Hong Kong passes legislation to implement global minimum tax and Hong Kong minimum top-up tax, aiming to tackle tax evasion risks and maintain its competitiveness as a business hub. The new measures, effective from January 1, 2025, will bring in an estimated $15 billion in additional revenue annually.
This article was generated using SAMS, an AI technology by Timothy Loh LLP.
The Government of the Hong Kong Special Administrative Region ("HKSARG") has greeted the passage of the Inland Revenue (Amendment) (Minimum Tax for Multinational Enterprise Groups) Bill 2024 by the Legislative Council on May 28, 2024. This legislative milestone paves the way for the implementation of the global minimum tax ("GMT") and the Hong Kong minimum top-up tax ("HKMTT") from January 1, 2025, onwards, in line with the Base Erosion and Profit Shifting ("BEPS") 2.0 package by the OECD to mitigate the risks of tax evasion in the digital economy.

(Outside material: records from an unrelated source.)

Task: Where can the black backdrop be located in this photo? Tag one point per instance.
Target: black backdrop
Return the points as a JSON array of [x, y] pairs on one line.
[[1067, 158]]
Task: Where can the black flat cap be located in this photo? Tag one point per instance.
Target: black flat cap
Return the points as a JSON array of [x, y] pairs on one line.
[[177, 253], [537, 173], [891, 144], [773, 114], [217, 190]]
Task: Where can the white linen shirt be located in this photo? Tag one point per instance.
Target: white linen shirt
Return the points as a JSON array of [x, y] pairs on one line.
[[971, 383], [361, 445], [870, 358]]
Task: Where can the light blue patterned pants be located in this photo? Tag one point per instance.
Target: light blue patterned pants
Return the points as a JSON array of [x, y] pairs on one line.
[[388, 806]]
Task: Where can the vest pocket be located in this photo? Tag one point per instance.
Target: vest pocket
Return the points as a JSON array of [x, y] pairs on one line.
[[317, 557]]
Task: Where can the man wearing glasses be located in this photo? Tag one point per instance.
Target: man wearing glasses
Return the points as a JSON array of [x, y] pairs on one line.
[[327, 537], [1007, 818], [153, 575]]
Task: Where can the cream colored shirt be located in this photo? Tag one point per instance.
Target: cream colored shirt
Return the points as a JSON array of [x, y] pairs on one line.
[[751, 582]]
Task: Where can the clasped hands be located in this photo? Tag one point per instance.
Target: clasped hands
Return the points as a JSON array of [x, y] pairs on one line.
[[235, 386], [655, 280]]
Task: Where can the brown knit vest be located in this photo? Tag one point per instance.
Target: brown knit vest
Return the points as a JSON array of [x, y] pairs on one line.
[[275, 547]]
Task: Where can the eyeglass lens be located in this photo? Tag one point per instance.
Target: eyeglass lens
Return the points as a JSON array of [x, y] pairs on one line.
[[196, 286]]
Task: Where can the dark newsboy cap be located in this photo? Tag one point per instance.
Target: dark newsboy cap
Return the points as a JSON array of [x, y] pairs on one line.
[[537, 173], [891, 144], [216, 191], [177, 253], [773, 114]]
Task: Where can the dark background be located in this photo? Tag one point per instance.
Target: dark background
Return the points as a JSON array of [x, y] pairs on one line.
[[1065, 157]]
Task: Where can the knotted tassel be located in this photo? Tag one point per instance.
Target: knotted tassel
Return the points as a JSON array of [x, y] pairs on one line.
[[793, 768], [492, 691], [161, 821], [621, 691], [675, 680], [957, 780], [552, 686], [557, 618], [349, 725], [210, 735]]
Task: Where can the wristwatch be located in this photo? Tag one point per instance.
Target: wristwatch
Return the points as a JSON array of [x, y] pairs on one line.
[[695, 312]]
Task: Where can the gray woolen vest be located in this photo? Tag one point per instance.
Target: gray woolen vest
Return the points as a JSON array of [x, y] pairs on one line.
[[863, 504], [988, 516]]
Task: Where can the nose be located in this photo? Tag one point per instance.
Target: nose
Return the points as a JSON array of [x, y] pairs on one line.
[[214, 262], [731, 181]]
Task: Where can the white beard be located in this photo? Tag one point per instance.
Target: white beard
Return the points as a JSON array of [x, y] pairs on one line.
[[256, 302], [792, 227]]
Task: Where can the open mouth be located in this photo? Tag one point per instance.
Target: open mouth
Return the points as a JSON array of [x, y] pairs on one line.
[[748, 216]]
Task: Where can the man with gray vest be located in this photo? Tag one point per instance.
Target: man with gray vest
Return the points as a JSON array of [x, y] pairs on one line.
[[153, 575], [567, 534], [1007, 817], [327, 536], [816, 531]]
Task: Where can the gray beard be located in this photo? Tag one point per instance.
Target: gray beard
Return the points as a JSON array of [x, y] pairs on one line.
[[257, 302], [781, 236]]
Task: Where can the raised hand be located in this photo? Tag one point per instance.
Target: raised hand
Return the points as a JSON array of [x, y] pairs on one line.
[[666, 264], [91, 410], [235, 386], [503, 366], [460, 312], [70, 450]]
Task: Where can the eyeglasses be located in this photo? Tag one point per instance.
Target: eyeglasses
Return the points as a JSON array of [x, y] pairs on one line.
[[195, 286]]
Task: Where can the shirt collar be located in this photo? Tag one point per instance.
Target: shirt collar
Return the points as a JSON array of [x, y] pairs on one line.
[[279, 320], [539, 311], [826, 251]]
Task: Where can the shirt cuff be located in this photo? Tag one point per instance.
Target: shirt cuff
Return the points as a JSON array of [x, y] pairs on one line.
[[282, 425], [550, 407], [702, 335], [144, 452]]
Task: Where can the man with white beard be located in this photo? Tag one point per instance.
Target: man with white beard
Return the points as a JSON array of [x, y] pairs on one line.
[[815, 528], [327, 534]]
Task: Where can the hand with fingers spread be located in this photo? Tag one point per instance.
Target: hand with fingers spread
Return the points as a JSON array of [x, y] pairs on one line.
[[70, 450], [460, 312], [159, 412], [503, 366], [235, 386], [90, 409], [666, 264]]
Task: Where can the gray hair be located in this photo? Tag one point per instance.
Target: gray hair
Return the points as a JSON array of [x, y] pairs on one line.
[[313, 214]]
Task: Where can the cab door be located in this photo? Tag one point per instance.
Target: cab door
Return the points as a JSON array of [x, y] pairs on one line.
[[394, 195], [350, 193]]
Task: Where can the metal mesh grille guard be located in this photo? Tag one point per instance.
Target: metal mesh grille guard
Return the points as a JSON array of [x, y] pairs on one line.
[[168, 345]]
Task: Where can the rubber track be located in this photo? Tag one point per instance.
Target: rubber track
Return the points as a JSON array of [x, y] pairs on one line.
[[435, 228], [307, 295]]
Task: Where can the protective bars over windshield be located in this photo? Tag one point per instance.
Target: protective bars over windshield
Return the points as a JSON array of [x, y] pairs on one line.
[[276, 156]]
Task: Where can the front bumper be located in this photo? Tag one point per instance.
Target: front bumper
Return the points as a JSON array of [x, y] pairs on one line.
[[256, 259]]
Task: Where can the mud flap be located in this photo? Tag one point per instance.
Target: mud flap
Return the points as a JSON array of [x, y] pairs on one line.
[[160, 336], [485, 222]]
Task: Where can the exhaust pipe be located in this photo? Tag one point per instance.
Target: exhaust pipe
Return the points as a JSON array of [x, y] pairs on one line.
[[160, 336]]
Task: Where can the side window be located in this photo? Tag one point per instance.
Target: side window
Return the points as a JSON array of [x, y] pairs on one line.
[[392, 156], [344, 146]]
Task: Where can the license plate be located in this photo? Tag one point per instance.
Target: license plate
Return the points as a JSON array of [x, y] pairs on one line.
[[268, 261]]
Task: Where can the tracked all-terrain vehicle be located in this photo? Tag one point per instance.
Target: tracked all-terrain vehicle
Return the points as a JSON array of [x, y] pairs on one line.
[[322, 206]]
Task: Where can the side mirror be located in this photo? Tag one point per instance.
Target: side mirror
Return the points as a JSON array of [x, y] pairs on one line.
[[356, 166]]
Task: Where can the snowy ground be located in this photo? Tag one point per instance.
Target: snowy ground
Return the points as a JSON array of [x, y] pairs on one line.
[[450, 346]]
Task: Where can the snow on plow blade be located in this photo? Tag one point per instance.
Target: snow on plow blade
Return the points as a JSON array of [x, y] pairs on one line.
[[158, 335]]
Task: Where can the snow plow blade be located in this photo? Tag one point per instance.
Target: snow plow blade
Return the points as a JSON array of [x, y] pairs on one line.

The Secretary for Financial Services and the Treasury, Mr. Christopher Hui, underscored the significance of these measures in combating cross-border tax evasion and securing Hong Kong's taxing rights. He highlighted that a 15% GMT will apply to multinational enterprise ("MNE") groups with annual consolidated revenues of at least 750 million euros, which will help to prevent countries from competing for capital by lowering their corporate income tax rates. The HKMTT prioritizes Hong Kong for collecting top-up taxes from entities that do not meet the 15% threshold, with other jurisdictions collecting the taxes only if Hong Kong does not. It is projected to generate additional annual revenue of approximately $15 billion between 2027 and 2028.
BEPS 2.0 mandates that in-scope MNE groups must pay at least 15% GMT on profits from all jurisdictions where they operate. The HKMTT ensures Hong Kong's priority in collecting top-up taxes, with other jurisdictions only collecting them if Hong Kong cannot enforce the 15% threshold. The new regimes incorporate OECD-developed safe harbors to reduce compliance burdens, shorter record-keeping periods, the 'sole or dominant purpose test' instead of the 'main purpose test', allowable tax credits for qualified domestic minimum top-up taxes, and the application of existing tax administration mechanisms under the Inland Revenue Ordinance ("IRO").
To facilitate compliance, the Inland Revenue Department ("IRD") has set up a dedicated team for technical support and published online guidance. Further information is available on the IRD's dedicated webpage.